Uma delas diz respeito a revista de visitantes. No Copemcan, por exemplo, a máquina de RX utilizada na revista está quebrada, o que pode facilitar a entrada de objetos proibidos como armas, drogas e telefones. Segundo o Sindicatos, as duas armas utilizadas na fuga de ontem já estavam dentro do presídio com os detentos que fugiram. "Eles esperaram o momento oportuno e renderam o agente, ameaçando-o com a arma apontada para cabeça", disse Marcelo Soares, vice-presidente do Sindpen.
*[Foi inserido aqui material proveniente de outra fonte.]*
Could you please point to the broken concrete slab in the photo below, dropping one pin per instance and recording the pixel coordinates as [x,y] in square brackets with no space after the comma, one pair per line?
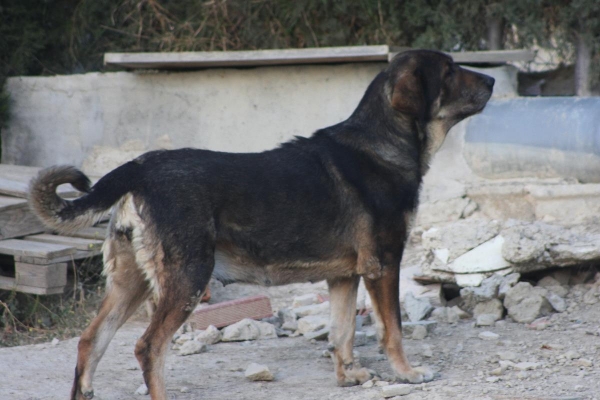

Segundo Soares, a situação nos presídios está complicada, e fatos como esses são recorrentes. Ele conta que no Copemcan tem mais de 3 mil detentos, e ontem, tinham apenas oito agentes trabalhando. "Tem pavilhões de 500 presos para apenas um agente tomar conta, a situação é critica e faz tempo que estamos noticiando os fatos, mas não fazem nada", reclamou.
Outro problema identificado no Complexo Penitenciário é a falta de iluminação, toda a frente do presídio e ruas de acesso estão completamente as escuras, inclusive as guaritas de segurança. "As lâmpadas queimaram e nunca foram trocadas, não há manutenção. Mas o problema é geral, além do pequeno efetivo no estado, também faltam equipamentos de segurança, como colete balístico, armas e munição", denúncia Marcelo.
Uma reunião entre a direção do Sindpen com o secretário de justiça estava marcada para hoje (02), as 15h.